Monday, June 27, 2016

On the House

Willis Conover shills for Miller beer on "The International Hour: American Jazz" in 1963. Conover was the CBS program's host. Unknown photographer

How many of us know what it means to labor in the vineyards for most (or all) of our lives, unacknowledged and uncredited? I don't know about you, but I sometimes feel that way. Not that I've accomplished anything terribly remarkable in my time on terra firma, but still it's nice to get a nod every now and again. 

Sorry to be a whiner, but this month's Gems offering was created by jazz guys who made a career out of the music without ever getting much in return. They all made a living (probably), and they got to do what they loved every day (or night). But nobody got rich and nobody got famous. They did get to make one record, though. That's something.

You've heard of Willis Conover, the legendary jazz host of Voice of America, emcee of the Newport Jazz Festival and interviewer. In 1951, several local musicians – drummer Joe Timer, tenor man Ben Lary and pianist Jack Holliday – approached Conover in Washington, D.C., (where he was based) and pitched the idea that the DJ front a jazz orchestra that they wanted to put together. Conover agreed, and the result was THE Orchestra, caps intended.

Trombonist Earl Swope
Assembled from D.C. musicians who had played in the bands of such luminaries as Boyd Raeburn, Woody Herman, Gene Krupa, Tommy Dorsey, Charlie Barnet and many more, the 15-piece band boasted solid musicianship, excellent arrangements and a wealth of good (if unknown) soloists. 

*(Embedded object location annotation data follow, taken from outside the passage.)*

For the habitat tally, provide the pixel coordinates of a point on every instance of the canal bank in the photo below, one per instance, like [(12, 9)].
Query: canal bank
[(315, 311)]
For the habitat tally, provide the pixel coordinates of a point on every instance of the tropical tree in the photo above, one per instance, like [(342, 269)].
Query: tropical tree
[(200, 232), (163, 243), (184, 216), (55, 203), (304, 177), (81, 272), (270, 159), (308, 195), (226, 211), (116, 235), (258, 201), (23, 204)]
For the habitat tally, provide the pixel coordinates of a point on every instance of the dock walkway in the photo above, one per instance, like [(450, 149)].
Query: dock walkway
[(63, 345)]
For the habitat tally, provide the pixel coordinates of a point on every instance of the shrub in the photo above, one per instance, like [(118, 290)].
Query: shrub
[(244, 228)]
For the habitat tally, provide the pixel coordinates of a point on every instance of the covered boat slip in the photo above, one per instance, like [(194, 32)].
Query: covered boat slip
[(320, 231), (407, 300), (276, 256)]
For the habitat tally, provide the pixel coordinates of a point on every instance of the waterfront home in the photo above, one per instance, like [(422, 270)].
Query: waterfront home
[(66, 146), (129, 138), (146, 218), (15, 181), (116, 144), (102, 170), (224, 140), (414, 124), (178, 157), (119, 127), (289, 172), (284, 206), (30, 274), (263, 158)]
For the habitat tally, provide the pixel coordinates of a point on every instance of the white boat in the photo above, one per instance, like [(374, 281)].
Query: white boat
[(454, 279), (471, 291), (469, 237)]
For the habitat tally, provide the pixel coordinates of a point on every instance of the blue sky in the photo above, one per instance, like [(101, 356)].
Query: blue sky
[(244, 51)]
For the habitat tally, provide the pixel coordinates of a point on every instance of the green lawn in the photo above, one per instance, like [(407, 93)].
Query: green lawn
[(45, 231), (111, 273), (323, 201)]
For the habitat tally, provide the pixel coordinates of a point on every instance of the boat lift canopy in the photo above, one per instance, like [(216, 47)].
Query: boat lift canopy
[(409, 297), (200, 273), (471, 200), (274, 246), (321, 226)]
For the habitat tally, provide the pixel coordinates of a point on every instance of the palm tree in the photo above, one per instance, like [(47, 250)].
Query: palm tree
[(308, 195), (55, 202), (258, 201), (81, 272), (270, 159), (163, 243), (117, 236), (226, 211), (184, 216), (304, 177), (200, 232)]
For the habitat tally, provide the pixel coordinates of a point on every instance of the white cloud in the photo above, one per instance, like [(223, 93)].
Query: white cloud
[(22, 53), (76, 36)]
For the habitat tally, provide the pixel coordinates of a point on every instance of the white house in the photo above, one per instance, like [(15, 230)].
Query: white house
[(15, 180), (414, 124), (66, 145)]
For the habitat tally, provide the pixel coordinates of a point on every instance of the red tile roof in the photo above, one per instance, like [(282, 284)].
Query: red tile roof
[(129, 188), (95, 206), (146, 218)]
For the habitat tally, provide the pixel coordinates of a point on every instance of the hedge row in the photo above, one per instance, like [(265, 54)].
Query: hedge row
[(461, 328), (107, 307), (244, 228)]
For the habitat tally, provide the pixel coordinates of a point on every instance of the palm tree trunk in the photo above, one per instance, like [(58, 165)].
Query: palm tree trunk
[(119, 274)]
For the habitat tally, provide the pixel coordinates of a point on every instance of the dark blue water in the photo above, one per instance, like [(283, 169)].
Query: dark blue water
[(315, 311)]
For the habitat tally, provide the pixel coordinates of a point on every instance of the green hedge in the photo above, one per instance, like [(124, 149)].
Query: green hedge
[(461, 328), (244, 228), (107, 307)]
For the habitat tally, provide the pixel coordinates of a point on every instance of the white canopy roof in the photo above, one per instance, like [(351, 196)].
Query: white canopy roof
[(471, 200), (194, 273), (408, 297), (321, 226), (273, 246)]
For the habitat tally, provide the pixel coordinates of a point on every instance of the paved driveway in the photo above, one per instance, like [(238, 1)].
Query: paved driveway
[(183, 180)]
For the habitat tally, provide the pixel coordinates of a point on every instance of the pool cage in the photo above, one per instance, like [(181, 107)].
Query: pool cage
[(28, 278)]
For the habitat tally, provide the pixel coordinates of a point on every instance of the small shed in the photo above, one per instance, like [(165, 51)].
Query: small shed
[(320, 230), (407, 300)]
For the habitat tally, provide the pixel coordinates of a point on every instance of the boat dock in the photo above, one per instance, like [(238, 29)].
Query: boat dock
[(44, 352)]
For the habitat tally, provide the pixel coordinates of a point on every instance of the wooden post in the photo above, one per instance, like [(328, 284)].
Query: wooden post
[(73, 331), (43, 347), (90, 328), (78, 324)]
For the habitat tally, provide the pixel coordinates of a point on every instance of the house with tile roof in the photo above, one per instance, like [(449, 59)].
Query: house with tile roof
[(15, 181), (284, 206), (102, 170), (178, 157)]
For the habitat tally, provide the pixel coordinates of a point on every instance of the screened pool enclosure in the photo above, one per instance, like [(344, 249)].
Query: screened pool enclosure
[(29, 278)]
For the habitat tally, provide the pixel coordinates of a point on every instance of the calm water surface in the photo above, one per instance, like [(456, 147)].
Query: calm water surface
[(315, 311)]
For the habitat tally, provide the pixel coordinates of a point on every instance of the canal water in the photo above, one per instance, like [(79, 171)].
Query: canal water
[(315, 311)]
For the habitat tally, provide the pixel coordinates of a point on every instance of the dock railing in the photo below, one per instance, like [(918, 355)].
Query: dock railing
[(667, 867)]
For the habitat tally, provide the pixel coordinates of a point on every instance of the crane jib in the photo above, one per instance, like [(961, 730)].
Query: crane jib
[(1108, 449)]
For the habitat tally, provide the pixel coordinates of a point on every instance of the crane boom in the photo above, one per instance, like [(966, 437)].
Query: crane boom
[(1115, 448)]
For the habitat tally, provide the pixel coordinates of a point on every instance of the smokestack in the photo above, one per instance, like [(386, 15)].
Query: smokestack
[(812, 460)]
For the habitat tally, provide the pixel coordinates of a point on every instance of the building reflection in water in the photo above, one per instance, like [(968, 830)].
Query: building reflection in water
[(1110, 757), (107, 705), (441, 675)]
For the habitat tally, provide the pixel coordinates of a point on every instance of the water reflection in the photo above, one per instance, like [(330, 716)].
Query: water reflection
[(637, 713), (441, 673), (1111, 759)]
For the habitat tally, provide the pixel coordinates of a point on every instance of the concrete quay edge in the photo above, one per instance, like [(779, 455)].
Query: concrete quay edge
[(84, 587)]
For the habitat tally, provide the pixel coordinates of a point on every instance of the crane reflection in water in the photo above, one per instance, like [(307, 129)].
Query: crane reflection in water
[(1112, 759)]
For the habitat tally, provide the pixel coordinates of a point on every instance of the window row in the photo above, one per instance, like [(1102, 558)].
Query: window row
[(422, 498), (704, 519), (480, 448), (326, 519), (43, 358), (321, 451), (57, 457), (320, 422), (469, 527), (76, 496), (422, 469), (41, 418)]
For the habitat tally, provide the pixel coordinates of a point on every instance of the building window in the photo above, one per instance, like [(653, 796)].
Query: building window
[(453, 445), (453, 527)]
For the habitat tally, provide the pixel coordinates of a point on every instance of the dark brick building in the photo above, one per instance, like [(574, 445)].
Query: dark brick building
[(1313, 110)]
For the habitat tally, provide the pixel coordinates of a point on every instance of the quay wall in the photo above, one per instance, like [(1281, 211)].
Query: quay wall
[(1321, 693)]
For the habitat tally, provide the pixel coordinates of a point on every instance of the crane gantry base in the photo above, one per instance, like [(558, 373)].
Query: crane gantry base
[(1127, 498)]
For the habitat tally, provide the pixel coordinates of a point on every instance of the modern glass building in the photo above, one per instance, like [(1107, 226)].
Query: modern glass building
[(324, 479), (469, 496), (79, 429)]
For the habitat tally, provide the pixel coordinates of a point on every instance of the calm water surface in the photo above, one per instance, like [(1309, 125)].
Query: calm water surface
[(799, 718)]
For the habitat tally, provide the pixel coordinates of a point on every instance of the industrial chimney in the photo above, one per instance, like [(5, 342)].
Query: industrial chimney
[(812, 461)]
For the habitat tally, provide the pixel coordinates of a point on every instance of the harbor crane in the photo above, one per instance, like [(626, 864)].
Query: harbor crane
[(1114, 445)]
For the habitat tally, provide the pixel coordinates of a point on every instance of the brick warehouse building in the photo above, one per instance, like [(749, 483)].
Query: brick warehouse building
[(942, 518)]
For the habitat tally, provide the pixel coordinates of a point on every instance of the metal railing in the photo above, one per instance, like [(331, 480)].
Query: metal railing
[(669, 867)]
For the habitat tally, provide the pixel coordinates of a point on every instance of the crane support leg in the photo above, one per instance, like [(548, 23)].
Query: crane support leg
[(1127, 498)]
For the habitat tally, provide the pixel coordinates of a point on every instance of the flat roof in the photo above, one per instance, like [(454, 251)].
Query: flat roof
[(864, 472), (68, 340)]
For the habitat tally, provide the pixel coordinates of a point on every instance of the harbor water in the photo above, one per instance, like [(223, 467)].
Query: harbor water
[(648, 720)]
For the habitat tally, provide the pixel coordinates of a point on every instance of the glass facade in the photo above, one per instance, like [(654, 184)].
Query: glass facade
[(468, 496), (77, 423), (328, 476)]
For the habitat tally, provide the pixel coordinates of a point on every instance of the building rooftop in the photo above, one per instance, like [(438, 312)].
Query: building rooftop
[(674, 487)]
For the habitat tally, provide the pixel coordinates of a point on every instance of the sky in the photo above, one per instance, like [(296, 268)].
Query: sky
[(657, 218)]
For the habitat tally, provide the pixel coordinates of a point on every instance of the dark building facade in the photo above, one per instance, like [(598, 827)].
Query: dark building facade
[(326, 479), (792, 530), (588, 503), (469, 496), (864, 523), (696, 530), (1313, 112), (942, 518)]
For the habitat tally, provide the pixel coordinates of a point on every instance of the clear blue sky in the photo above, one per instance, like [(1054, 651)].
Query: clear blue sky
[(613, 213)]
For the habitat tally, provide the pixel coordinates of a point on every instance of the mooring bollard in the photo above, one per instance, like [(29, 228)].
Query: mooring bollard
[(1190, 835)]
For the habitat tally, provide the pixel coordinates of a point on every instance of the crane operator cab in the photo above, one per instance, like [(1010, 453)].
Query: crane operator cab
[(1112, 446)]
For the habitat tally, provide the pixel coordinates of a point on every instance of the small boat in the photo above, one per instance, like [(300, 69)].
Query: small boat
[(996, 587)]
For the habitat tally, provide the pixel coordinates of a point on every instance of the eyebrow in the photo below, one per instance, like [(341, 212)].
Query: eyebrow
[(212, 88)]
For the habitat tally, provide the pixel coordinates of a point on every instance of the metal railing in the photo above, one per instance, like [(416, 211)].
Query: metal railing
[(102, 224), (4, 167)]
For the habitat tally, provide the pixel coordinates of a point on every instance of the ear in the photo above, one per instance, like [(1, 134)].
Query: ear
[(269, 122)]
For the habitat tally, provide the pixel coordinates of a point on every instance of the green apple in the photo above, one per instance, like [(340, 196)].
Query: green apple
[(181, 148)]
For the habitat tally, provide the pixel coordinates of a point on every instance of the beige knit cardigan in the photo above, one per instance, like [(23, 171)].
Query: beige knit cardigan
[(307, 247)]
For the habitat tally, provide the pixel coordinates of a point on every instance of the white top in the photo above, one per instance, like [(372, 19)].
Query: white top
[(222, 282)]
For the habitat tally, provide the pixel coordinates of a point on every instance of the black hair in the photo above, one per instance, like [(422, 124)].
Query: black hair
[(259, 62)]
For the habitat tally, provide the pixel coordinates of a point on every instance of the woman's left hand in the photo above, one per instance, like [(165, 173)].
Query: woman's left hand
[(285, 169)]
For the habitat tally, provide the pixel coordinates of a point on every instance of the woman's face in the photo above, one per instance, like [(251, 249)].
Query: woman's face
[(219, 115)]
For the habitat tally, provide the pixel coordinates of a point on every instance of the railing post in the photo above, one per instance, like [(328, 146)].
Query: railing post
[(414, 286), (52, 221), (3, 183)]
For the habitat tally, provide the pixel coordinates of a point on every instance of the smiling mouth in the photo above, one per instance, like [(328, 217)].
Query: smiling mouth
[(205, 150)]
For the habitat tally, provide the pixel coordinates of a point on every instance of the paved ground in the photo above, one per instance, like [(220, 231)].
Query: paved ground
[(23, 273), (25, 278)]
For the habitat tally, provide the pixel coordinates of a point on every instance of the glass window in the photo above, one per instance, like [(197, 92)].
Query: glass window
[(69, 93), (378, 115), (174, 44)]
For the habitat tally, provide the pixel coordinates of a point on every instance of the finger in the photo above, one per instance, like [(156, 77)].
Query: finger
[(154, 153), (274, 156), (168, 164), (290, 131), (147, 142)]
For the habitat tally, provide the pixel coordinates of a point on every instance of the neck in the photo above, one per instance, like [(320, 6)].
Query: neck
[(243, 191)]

Players whose names you might recognize include the Swope brothers, Robbie and Earl, on trombones, baritonist Jack Nimetz and trumpet player Marky Markowitz. Bill Potts, Timer and others did the arrangements. Conover acted as the band's emcee, manager and publicist.

So here's an excellent big band, late out of the gate, that worked around the D.C. area, made this record and then passed unacknowledged into history. There are, fortunately, several amateur live recordings as well, one with Dizzy and another that featured Charlie Parker, that were eventually issued on Elektra (both excellent). But that's it.

So Gems is doing its bit to get the word out about these gents. The music on this album (a generous 45 minutes worth) is thoughtful, well-played and swinging. The record itself came our way in box of contents at an auction, a collection that also included some nice Woody Herman, Claude Thornhill and Nat Pierce's big band at the Savoy. But this one was the gem in the lot. I hope you think so, too. As always, dubbed right from the vinyl with hardy any cleaning necessary.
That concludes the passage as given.